Saturday, September 28, 2013

UTLA President’s Perspective: VAM/AGT – STILL A MEANINGLESS, DANGEROUS NUMBER

"It doesn’t matter whether the proponents of VAM/AGTare wealthy or powerful; they are still wrong,and they are pushing a teacher evaluation system that is at best meaningless and at worst dangerous to instruction"

By warren Fletcher, From the UTLA United Teacher | http://bit.ly/1dPYmXH


The original version of this column was published in November 2011, before UTLA and LAUSD negotiated the 2012 Evaluation Agreement. UTLA was successful in those negotiations in rejecting LAUSD’s attempt to include student test score growth as a factor in a teacher’s final evaluation. That, unfortunately, has not dampened the enthusiasm of the VAM/AGT true believers, in L.A. and nationwide, who continue to promote this deeply flawed junk science.

I have been an English teacher in LAUSD for many years. I have always understood that my primary duty and loyalty must be to my students, first and last. Teaching is a profession; it’s not merely a job. At a very deep level, we all understand this. And the public understands this too. Parents and the community don’t expect that we will robotically “deliver” instruction to students. They expect that we will passionately advocate for their children and that we will speak up when the District tries to implement policies that will degrade the quality of instruction.

Individual VAM/AGT evaluation degrades instruction

As most of us know by now, LAUSD’s Academic Growth Over Time (AGT) bears a striking resemblance to the Value-Added Measurements (VAM) being pushed across the country. The long-term goal of VAM/AGT is to eventually tie teacher pay and teacher retention directly to student scores.

As educators, we all understand how a narrow and punitive system of numerical evaluation like VAM/ AGT can seriously degrade instruction and, as a consequence, hurt students. I mentioned earlier that I’m an English teacher. I know that if my pay, or even my continuance in the profession, were to be tied directly to my students’ annual CST scores, I would be under intense pressure to spend less time teaching writing and teaching literature; to spend less time teaching my students how to clearly express themselves and to understand complex written material; to spend less time teaching the actual skills that my students need and that their parents want them to develop for college or careers.

In a VAM/AGT environment, there is constant pressure to teach less and to reduce instruction to test prep. And that kind of pressure would apply to every teacher, regardless of grade level or subject field. Many of the people (including elected leaders) who push the hardest to link teacher evaluation directly to raw test score numbers are well intended. They believe that directly linking test scores to teacher employment decisions will transform all schools for the better. This belief is based on two obvious fallacies: first, that test scores are a direct and accurate (rather than approximate) measure of “student achievement”; and second, that attaching test score incentives and threats to teachers’ jobs will somehow “revolutionize” how teachers approach their teaching. People who believe these things are not evil—they’re just wrong. And it’s our job as professional educators to set the record straight.

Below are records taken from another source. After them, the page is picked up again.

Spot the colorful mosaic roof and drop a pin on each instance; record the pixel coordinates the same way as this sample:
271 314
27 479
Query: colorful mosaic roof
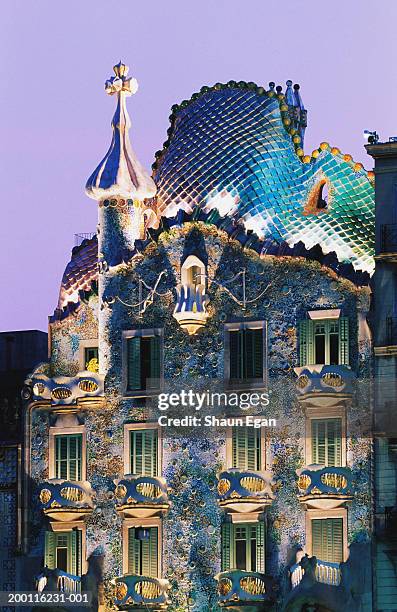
238 148
80 273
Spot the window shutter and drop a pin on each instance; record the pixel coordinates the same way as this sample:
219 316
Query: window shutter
344 341
327 539
235 350
154 362
150 554
72 552
134 363
253 353
260 547
226 546
318 441
246 448
306 342
327 441
136 452
144 452
134 566
49 554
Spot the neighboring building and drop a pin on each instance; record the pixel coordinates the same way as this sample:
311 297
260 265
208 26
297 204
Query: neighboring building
20 352
384 326
246 263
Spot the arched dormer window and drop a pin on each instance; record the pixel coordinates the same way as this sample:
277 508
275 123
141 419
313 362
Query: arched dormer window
190 310
319 198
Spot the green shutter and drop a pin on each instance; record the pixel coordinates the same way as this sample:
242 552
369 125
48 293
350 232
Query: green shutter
253 353
133 553
327 442
143 554
72 551
68 457
226 546
144 452
150 554
246 448
49 552
306 342
260 547
236 354
327 539
154 374
134 363
344 341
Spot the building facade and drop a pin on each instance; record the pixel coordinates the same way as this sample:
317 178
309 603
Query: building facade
241 267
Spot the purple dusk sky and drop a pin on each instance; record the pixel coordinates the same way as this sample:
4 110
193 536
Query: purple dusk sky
55 117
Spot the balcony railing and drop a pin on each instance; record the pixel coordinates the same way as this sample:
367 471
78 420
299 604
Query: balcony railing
141 496
66 500
66 390
244 491
325 572
78 238
324 385
388 242
190 310
239 586
324 487
141 591
59 581
390 337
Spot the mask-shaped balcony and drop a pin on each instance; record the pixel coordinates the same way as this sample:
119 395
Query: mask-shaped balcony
324 487
141 496
190 310
65 391
323 572
65 500
324 385
247 590
57 580
244 491
141 593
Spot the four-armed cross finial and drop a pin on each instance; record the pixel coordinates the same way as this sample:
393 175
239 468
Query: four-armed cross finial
120 82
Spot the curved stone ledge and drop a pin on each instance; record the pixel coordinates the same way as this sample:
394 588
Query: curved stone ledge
141 496
66 500
324 487
244 491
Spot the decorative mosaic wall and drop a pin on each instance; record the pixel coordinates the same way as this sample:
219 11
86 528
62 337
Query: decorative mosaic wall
191 529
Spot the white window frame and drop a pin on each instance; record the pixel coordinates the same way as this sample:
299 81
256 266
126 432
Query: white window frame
64 431
127 443
143 522
312 514
93 343
312 414
143 333
236 326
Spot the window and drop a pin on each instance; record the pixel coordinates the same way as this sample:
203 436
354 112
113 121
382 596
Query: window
245 353
143 452
243 546
143 551
90 352
63 551
143 362
68 456
326 437
327 539
246 448
324 341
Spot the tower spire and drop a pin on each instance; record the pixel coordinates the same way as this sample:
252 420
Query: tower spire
120 174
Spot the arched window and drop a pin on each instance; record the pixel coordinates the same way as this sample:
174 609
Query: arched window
319 198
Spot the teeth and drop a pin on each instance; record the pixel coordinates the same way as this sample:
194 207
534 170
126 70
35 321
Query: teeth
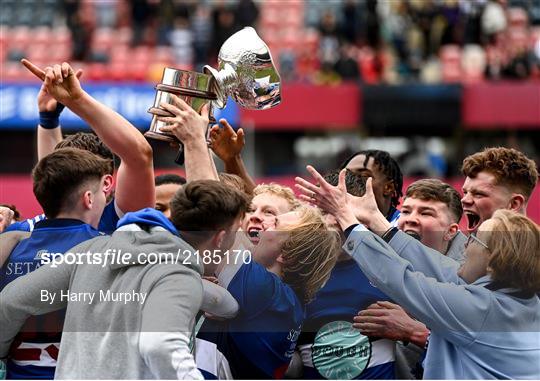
254 233
473 219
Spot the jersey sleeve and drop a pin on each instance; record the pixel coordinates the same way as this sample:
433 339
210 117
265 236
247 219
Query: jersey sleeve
254 288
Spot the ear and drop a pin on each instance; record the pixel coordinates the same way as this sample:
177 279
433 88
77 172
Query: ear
108 183
88 199
218 239
451 232
517 202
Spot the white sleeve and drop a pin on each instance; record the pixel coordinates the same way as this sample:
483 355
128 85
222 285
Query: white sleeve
218 301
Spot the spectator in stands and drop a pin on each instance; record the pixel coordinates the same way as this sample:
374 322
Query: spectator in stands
387 178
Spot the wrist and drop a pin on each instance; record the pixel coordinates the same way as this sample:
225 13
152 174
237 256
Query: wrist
378 224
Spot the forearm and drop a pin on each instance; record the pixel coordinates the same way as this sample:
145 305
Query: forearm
218 301
114 130
236 166
47 140
197 161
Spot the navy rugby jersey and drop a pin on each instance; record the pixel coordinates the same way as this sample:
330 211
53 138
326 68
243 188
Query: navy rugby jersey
34 351
329 346
107 222
259 342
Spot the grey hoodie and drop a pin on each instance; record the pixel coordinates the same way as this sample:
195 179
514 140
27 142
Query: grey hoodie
147 336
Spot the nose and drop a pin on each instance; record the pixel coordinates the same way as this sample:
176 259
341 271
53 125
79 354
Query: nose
411 219
466 199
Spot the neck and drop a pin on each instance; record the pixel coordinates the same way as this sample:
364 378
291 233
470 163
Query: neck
76 216
343 256
276 269
387 208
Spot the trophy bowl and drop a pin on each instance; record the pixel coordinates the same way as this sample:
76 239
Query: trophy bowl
196 89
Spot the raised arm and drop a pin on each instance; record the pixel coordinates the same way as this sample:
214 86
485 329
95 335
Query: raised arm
228 145
190 127
136 170
24 297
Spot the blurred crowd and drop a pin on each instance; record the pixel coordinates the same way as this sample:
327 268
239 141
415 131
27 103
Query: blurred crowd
375 41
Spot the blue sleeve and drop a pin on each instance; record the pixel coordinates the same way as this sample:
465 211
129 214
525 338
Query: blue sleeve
18 226
109 219
254 288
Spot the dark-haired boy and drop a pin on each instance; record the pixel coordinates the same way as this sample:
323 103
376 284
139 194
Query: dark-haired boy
134 340
114 133
387 179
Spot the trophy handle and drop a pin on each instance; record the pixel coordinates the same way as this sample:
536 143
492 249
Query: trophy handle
180 157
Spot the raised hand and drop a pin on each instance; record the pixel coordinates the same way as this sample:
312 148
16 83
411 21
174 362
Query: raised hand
59 81
186 124
332 199
225 142
390 321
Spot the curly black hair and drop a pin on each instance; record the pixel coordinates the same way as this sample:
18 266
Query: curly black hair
388 166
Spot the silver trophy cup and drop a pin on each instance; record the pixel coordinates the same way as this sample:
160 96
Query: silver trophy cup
245 72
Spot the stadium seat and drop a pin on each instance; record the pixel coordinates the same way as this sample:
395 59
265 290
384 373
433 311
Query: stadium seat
450 56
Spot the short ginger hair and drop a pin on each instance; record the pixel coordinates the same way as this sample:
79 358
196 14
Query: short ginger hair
514 245
436 190
510 167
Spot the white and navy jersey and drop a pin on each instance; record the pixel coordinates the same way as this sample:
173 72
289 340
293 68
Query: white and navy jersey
329 346
26 225
107 222
34 351
260 340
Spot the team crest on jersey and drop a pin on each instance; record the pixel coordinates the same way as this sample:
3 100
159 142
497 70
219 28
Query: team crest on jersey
340 351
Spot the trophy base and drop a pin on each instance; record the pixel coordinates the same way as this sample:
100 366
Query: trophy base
162 137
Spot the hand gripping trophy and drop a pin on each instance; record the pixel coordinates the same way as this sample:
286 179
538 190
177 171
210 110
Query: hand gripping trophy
246 73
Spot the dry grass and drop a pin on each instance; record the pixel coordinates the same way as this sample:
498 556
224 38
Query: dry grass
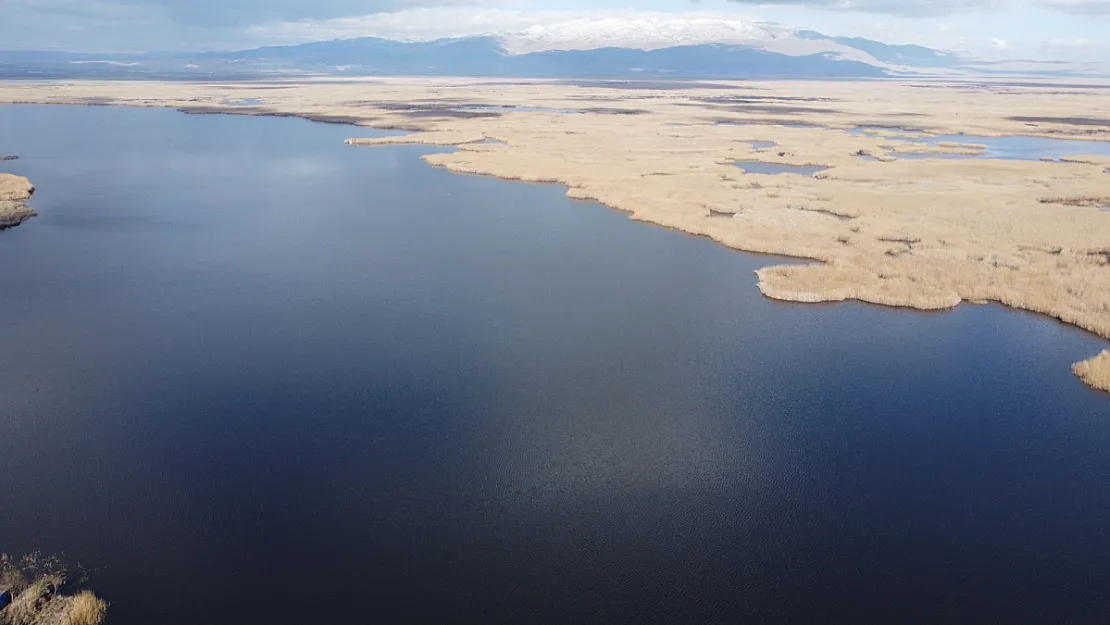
14 191
34 581
925 233
1095 372
86 608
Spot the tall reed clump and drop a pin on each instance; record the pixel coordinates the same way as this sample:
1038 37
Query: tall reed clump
36 583
1095 372
86 608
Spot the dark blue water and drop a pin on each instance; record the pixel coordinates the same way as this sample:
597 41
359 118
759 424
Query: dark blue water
1007 148
254 376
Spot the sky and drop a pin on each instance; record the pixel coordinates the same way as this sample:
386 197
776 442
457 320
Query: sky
1073 30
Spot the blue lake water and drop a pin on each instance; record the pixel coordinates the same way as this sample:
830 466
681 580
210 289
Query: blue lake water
252 375
1008 148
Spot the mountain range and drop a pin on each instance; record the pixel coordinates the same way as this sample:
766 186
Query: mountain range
793 54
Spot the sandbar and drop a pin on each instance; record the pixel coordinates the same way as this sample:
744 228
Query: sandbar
927 232
14 192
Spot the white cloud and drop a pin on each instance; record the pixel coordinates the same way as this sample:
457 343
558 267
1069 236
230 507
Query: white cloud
1081 7
535 30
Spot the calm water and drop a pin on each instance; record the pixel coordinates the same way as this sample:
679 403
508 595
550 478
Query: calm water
1007 148
254 376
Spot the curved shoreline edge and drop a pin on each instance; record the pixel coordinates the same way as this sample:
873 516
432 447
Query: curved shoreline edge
926 234
14 192
1093 372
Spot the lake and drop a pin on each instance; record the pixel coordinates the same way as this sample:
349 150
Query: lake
252 375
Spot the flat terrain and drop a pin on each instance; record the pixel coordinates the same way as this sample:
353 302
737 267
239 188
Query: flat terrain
895 219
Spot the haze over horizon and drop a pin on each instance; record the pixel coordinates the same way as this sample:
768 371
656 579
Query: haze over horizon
1066 30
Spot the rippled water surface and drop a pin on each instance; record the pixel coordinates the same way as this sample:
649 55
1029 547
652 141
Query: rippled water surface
254 376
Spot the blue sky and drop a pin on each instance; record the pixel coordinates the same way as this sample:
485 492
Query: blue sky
1042 29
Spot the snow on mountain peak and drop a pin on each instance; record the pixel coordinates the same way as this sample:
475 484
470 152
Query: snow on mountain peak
645 32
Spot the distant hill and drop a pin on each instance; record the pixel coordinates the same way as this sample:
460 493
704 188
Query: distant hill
476 56
899 54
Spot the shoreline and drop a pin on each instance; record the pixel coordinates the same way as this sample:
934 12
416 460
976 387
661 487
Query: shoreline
14 192
877 251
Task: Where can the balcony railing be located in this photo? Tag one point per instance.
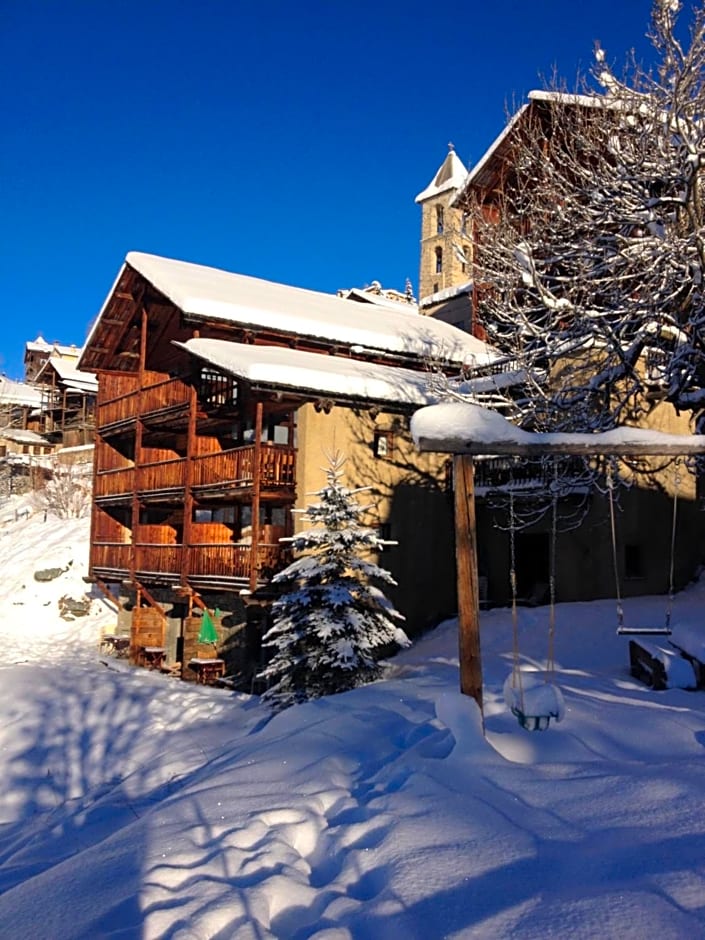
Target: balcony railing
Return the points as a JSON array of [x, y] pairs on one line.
[[113, 555], [115, 482], [160, 396], [161, 475], [236, 467], [205, 561]]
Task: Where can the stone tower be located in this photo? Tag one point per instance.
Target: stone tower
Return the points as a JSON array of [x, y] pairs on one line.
[[445, 243]]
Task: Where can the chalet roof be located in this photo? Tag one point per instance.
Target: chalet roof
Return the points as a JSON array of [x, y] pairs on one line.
[[483, 173], [210, 295], [23, 436], [450, 175], [70, 376], [336, 377], [19, 393], [37, 345]]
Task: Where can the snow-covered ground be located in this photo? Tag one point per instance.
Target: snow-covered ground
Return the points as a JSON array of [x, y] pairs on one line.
[[135, 806]]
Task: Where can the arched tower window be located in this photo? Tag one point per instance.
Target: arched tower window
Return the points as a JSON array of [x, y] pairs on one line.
[[440, 219]]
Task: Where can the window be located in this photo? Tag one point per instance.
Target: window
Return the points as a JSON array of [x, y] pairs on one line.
[[383, 444], [633, 562], [439, 219]]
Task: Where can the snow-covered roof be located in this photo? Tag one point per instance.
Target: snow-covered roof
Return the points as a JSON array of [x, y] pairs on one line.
[[475, 171], [18, 393], [71, 376], [37, 345], [450, 175], [446, 294], [382, 298], [557, 97], [460, 428], [211, 294], [22, 436], [327, 376]]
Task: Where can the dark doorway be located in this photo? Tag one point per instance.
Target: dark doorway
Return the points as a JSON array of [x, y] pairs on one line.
[[533, 566]]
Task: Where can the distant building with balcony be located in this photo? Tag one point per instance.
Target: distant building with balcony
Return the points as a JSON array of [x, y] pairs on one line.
[[219, 397]]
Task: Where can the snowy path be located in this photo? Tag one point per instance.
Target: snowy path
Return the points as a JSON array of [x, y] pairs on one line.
[[136, 806]]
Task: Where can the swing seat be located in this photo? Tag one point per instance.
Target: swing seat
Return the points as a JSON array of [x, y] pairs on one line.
[[532, 722], [644, 631], [535, 702]]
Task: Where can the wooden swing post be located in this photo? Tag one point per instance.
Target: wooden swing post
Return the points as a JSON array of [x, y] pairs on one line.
[[505, 438], [467, 579]]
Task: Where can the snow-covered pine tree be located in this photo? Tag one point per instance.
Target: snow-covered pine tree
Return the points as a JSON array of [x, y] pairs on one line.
[[331, 622]]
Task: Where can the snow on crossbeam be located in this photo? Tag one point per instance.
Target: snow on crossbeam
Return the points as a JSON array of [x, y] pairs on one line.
[[463, 428]]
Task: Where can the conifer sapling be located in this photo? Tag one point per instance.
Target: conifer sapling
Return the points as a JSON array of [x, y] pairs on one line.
[[330, 623]]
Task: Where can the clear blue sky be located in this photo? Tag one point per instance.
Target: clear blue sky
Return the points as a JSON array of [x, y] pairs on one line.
[[278, 139]]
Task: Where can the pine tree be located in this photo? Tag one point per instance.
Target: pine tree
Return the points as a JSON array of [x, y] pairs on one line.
[[331, 623]]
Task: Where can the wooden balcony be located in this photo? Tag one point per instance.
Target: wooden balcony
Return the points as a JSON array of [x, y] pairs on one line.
[[111, 556], [166, 395], [212, 563], [236, 468], [114, 483], [227, 470], [161, 476]]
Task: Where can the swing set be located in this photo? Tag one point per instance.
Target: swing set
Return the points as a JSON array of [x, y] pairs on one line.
[[466, 431], [534, 700], [654, 630]]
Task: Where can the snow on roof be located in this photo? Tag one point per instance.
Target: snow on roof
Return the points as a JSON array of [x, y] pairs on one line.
[[210, 293], [18, 393], [446, 294], [23, 436], [382, 298], [475, 171], [450, 175], [71, 376], [558, 97], [328, 376], [37, 345], [459, 428]]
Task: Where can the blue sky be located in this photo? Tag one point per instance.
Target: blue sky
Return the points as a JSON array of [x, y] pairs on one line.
[[282, 140]]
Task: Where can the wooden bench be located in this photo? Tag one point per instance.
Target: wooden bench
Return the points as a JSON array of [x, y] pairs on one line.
[[660, 667], [207, 671], [152, 656]]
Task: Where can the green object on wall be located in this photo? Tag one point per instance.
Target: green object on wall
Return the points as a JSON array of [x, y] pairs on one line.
[[207, 633]]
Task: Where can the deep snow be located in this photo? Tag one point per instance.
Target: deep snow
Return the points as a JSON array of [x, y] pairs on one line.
[[136, 806]]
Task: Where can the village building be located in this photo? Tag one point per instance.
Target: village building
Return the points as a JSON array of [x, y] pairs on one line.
[[648, 558], [220, 396]]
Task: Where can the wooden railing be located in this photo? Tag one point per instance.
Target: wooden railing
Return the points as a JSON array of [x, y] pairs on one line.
[[234, 561], [237, 466], [114, 482], [215, 560], [161, 475], [157, 397], [115, 555], [162, 559]]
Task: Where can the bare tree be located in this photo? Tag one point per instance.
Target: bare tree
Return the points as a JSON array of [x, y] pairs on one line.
[[68, 487], [590, 244]]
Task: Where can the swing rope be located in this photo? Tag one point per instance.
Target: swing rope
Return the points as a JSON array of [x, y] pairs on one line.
[[613, 525], [550, 657], [671, 573], [516, 668]]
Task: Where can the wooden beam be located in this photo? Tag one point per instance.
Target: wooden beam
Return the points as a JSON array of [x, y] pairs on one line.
[[256, 489], [467, 581]]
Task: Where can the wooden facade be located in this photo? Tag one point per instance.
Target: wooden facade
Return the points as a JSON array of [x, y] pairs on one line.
[[197, 469]]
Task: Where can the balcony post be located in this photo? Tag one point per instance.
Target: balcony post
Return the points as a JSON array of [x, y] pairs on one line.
[[256, 485], [468, 590]]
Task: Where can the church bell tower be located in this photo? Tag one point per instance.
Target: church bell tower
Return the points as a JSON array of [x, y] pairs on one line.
[[445, 242]]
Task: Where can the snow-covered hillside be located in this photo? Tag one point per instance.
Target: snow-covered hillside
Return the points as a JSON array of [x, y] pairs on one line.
[[136, 806]]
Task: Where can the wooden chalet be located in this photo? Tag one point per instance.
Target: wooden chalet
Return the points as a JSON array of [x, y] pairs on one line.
[[218, 396]]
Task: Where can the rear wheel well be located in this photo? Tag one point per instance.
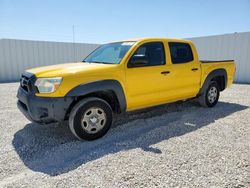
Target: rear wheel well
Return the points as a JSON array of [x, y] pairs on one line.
[[109, 96], [220, 80]]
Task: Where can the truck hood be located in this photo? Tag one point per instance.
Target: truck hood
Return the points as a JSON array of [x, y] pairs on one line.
[[63, 70]]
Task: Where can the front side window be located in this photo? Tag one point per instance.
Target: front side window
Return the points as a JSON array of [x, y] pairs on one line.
[[151, 54], [180, 52], [109, 53]]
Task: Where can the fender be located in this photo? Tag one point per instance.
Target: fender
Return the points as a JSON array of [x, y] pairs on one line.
[[98, 86], [211, 75]]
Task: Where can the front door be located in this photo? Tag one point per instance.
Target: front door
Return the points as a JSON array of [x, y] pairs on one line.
[[147, 83]]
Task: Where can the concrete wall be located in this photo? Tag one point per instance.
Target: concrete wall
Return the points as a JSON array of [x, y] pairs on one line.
[[18, 55], [229, 46]]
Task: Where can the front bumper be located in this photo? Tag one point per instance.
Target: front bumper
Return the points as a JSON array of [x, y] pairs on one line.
[[42, 109]]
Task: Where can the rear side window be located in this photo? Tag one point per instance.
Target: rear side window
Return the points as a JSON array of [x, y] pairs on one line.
[[180, 52], [154, 51]]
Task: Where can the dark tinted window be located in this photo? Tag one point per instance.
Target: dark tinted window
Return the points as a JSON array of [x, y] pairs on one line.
[[154, 52], [180, 52]]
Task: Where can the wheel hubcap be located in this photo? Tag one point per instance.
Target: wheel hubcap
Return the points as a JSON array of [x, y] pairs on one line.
[[212, 94], [93, 120]]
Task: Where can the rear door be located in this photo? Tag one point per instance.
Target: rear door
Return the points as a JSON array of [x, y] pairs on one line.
[[185, 70], [147, 85]]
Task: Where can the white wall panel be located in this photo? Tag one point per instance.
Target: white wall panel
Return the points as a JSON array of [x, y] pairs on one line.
[[18, 55], [229, 46]]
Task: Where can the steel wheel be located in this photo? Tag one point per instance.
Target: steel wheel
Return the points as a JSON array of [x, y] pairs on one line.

Individual teacher VAM/AGT scores are virtually meaningless

The U.S. Department of Education is headed by Arne Duncan. Duncan is a strong proponent of VAM/AGT-type teacher evaluations. But Duncan’s own department has released studies showing that VAM evaluations of individual teachers consistently have an error rate of more than 25%. In other words, one-fourth of all individual teacher VAM scores will be flat-out wrong. That’s why the U.S. Department of Education recommends against using VAM scores for teacher evaluation decisions. Respected researchers from all over the country have rejected their use and have warned of their unreliability. An individual teacher’s VAM/AGT score, whether it was calculated by the District or by the L.A. Times, is virtually meaningless as an indicator of effectiveness or competence.

And speaking of the L.A. Times, it appears that they want to do another round of articles on teacher performance, once again accompanied by a searchable database of individual teacher scores, only this time, the data would be your individual AGT score. While UTLA is vigorously pursuing all legal channels to keep this data from being released, it is important to remember that any individual teacher AGT score is little more than a random and meaningless number determined through a formula that has been widely discredited.

While the obvious purpose of the last L.A. Times VAM series was the public belittling of public school teachers, it is important to remember that your or my individual “AGT number” is about as reliable an indicator of teaching quality as your or my driver’s license number. When we forget that, we empower the people who want to disparage our profession. It doesn’t matter whether the proponents of VAM/AGT are wealthy or powerful; they are still wrong, and they are pushing a teacher evaluation system that is at best meaningless and at worst dangerous to instruction. We have a duty to our profession and to our students to resist its implementation.

When any teacher starts to feel inadequate (or for that matter superior) because of something as meaningless as an individual VAM/AGT score, the enemies of our profession score a small victory. The advocates of individual VAM/AGT score evaluation all have one thing in common: They don’t know the first thing about quality teaching. You do. Never forget that.